| Sunday November 23rd 2014

Feedburner

Subscribe by email:

We promise not to spam/sell you.


Search Amazon deals:

Clean Room Implementation of Google Page Rank Algorithm


google-page-rank.png

Finally a clean-room implementation of Google’s Page Rank Algorithm in Java, reverse-engineered from their numerous commentary on Page Rank.

public static int getPageRank(url) {
// start off with a random low PR
int pageRank = rand.getInt(0, 3);

if ( isHostedOn(‘google.com’, url) ) {
pageRank++;
} else if ( isHostedOn(‘microsoft.com’, url) ) {
pageRank–;
}
// Support valid pages
if (isValidPage(url) ) {
pageRank += 1;
}


tag_value['b'] = 1;
tag_value['h2'] = 2;
tag_value['h1'] = 3;
tag_value['strong'] = -1; // W3C sux!
pageRank = calculateTagsPR(tag_value, pagerank);

// Sergey said good news sites have
// lots of nested tables
tablesOnPage = getTagCount(‘table’);
if (tablesOnPage >= 50) {
pageRank += 2;
}

if (pageRank >= 5) {
pageRank = 4; // helps selling AdWords
}

if (linksFrom(‘mattcutts.com’, url) >= 4) {
// I link to “clean” sites only
// ? Matt, Feb 2006
pagerank += 2;
}

pagerank += countBacklinks(url) / 10000;

blacklist1 = getList(‘c:chinese-government-censored.txt’);
blacklist2 = getList(‘c:larry-page-hatelist.txt’);
if ( inArray(blacklist1, url) || inArray(blacklist2, url) ) {
pageRank = 0;
}

d = dashesInUrl(url);
pageRank = (d >= 3) ? pageRank -1 : pageRank + 1;

if (inString(url, “how to build a bomb”)) {
// added on request. 2004-12-01.
recipient = “peter@homelandsecurity.gov”;
subject = “You might wanna check this…”;
sendMailTo(recipient, subject, url);

// page might still be relevant
pageRank++;
}

if (month() == “June” || month() == “October”) {
// makes people talk about
// PR updates, good publicity
pagerank -= randomNumber(1,3);
}

if (checkIdenticalPageAndLinkColor) {
// spammer!! Googleaxe it!!
pagerank = 0;
}

if (url == “http://www.nytimes.com”) {
// just testing, pls remove tomorrow
// ? Frank, June 2003
pagerank = 10;
}

//Don’t show PR above 10
if(pagerank > 10) pagerank = 10;

return pagerank;
}

Modified (to Java and added normalization etc.) from idea and original code by Jack Tang.

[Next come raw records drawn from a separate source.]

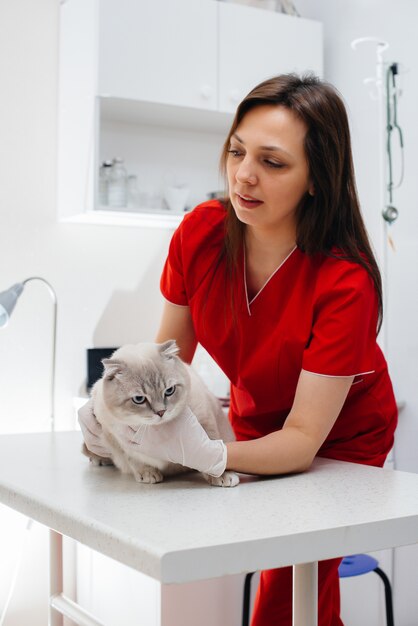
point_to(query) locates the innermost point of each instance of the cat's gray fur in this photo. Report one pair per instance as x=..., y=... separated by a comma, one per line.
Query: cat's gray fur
x=149, y=370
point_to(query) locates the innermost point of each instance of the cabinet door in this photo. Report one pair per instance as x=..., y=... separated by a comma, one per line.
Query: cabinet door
x=159, y=51
x=256, y=44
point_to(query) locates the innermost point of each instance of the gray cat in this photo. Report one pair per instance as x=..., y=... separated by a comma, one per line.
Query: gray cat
x=147, y=384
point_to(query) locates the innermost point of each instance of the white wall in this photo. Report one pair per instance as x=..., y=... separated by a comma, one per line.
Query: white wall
x=394, y=22
x=106, y=274
x=106, y=278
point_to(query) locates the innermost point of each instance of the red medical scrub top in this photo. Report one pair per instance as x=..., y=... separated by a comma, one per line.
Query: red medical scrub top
x=314, y=313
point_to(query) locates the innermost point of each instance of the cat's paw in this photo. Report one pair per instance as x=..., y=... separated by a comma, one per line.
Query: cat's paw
x=97, y=461
x=228, y=479
x=149, y=475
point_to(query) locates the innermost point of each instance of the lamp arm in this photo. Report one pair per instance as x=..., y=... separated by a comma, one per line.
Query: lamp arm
x=54, y=343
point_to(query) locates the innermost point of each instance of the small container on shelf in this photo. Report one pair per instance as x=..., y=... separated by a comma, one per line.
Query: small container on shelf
x=133, y=194
x=104, y=174
x=118, y=185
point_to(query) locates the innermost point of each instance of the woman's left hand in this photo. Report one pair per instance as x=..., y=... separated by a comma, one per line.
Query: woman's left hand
x=181, y=440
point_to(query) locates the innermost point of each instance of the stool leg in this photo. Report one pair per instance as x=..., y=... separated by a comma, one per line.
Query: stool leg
x=388, y=596
x=246, y=601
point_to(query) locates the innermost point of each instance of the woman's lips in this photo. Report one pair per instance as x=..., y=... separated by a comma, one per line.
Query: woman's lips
x=247, y=202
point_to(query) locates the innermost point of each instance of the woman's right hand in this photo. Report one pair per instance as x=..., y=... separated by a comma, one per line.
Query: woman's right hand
x=92, y=430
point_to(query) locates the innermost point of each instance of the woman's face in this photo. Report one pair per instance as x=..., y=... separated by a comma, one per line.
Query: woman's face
x=267, y=170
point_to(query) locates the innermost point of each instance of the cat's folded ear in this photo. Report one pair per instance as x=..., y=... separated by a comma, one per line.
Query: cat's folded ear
x=112, y=368
x=169, y=348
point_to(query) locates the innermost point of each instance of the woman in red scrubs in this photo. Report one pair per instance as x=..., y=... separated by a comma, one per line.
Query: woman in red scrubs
x=280, y=285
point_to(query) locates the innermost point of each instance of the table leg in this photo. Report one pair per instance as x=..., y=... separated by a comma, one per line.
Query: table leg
x=305, y=594
x=55, y=618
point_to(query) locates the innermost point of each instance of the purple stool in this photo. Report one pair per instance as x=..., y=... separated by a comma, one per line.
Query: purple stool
x=358, y=564
x=354, y=565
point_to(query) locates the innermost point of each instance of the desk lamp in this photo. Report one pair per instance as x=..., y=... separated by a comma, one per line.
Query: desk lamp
x=8, y=301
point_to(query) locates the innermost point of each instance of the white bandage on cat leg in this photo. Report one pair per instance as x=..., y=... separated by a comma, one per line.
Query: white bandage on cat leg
x=181, y=440
x=200, y=452
x=92, y=430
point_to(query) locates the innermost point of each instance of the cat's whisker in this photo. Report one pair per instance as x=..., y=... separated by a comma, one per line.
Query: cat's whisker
x=137, y=437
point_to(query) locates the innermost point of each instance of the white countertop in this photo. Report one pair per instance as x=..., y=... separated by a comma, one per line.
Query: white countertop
x=183, y=529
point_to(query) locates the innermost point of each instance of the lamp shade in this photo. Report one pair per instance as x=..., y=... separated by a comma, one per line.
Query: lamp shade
x=8, y=301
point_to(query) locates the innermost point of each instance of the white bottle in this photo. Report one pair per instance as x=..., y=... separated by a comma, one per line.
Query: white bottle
x=117, y=188
x=104, y=174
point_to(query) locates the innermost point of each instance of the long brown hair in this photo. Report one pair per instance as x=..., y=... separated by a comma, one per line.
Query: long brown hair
x=332, y=216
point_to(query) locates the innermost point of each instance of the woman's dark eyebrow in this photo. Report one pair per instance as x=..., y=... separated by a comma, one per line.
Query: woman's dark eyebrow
x=271, y=148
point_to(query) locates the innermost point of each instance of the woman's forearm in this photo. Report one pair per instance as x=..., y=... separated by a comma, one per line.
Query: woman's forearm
x=284, y=451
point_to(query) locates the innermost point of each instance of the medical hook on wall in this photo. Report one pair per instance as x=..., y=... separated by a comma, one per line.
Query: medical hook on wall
x=386, y=80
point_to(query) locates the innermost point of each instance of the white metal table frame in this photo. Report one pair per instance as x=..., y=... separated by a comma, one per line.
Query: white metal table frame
x=334, y=509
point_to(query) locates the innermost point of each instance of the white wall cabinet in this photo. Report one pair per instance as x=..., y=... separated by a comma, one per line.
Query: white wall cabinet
x=159, y=51
x=157, y=82
x=256, y=44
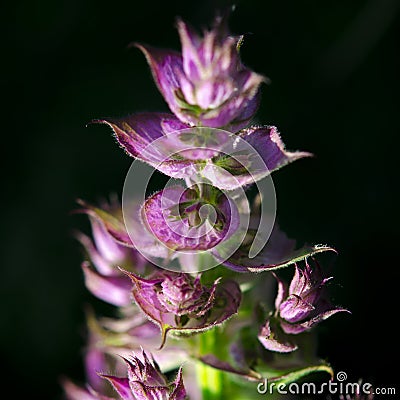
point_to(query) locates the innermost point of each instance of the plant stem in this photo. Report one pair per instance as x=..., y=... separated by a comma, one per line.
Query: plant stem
x=210, y=380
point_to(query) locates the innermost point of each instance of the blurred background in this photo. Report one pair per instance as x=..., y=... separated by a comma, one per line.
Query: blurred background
x=334, y=91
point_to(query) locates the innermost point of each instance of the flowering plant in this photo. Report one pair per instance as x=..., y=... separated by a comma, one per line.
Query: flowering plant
x=189, y=267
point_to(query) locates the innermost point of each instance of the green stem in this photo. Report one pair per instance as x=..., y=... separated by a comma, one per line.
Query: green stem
x=210, y=380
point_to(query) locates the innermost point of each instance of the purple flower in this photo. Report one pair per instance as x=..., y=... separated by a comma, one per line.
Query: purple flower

Related Posts: On this day...

Reader Feedback

One Response to “Clean Room Implementation of Google Page Rank Algorithm”

  1. Sam says:

    I like the helpful info you supply to your articles. I will bookmark your weblog and check once more here regularly. I am relatively certain I?ll be told plenty of new stuff proper here! Best of luck for the next!

Leave a Reply

You must be logged in to post a comment.